На том тетушка со мною распрощалась. Когда я выходил из дому, часы били двенадцать, ибо рассказ о Мулкахи всегда занимал ровным счетом час, и шел я по улице уже не в таких расстроенных чувствах, как в ту минуту, когда мне вручен был подарок; «В конце концов, – рассуждал я, – бриллиантовая булавка – вещь красивая и прибавит мне изысканности, хоть платье мое совсем износилось. – А платье мое и вправду износилось. – Что ж, – рассуждал я далее, – на три гинеи, которые я получу, я смогу купить две пары невыразимых», – а, между нами говоря, у меня в них была большая нужда, я ведь в те поры только что перестал растя, а панталоны были мне сшиты за добрых полтора года перед тем.

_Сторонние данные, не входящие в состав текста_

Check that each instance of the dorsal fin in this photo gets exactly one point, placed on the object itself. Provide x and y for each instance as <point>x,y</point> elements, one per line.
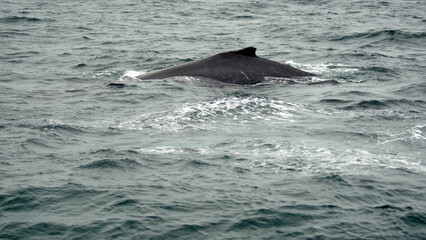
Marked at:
<point>250,52</point>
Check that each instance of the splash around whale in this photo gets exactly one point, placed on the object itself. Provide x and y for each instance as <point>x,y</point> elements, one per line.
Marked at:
<point>236,67</point>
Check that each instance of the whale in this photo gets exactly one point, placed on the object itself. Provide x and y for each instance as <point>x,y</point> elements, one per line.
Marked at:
<point>242,67</point>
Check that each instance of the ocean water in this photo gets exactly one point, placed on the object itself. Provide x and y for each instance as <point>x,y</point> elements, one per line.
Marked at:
<point>88,151</point>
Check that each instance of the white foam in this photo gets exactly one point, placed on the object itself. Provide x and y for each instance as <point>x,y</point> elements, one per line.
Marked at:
<point>131,75</point>
<point>324,68</point>
<point>202,115</point>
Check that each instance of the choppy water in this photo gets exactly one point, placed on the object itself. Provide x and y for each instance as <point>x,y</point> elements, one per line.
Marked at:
<point>187,158</point>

Итак, шел я по улице, руки в карманы, а в кармане у меня был кошелечек, который накануне подарила мне малютка Мэри; для милых вещиц, что она в него вложила, я нашел другое место, какое – говорить не стану; но видите ли, в те дни у меня было сердце, и сердце пылкое; в кошелек же я собирался положить тетушкин дар, которого так и не дождался, вместе с моими скромными сбережениями, которые после пикета и крибеджа уменьшились на двадцать пять шиллингов, так что по моим подсчетам, после того как я оплачу проезд до Лондона, у меня еще останется две монетки по семь шиллингов.
Я только что не бежал по улице: я так спешил, что, будь это возможно, я бы догнал десять часов, которые прошли мимо меня два часа назад, когда я сидел за мерзким Росолио и слушал нескончаемые тетушкины рассказы. Ведь в десять мне следовало быть под окошком некоей особы, которая должна была в тот час любоваться луною, высунув из окна свою прелестную головку в папильотках и в премиленьком плоеном чепчике.
Но окно было уже закрыто, и даже свеча не горела; и чего только я не делал, стоя у садовой ограды: и покашливал, и посвистывал, и напевал песенку, которая так нравилась некоей особе, и даже кинул в заветное окно камешком, который угодил как раз в оконный переплет, – все одно никто не проснулся, только громаднейший дворовый пес принялся рычать, лаять, да кидаться на ограду против того места, где я стоял, так что чуть было не ухватил меня за нос.
И пришлось мне поскорее убраться восвояси; а на другое утро в четыре часа моя матушка и сестры уже собрали завтрак, а в пять под окнами загромыхал лондонский дилижанс «Верный Тори», и я взобрался на империал, так и не повидавшись с Мэри Смит.
Когда мы проезжали мимо ее дома, мне показалось, что занавеска на ее окне чуть отодвинута. Зато окошко уж вне всякого сомнения стояло настежь, а ночью оно было затворено; но вот уже ее домик остался позади, а вскорости и деревня наша, и церковь с кладбищем, и скирда Хикса скрылись из виду.
– Ух ты, какая штуковина! – вытаращив на меня глаза и попыхивая сигарой, сказал конюх кучеру, и беззастенчиво ухмыльнулся.
Дело в том, что, воротясь от тетушки, я так и не раздевался; на душе у меня было неспокойно, да еще следовало уложить все мое платье, и мысли были заняты другим, вот я и, позабыл про аграф миссис Хоггарти, который с вечера прицепил к рубашке.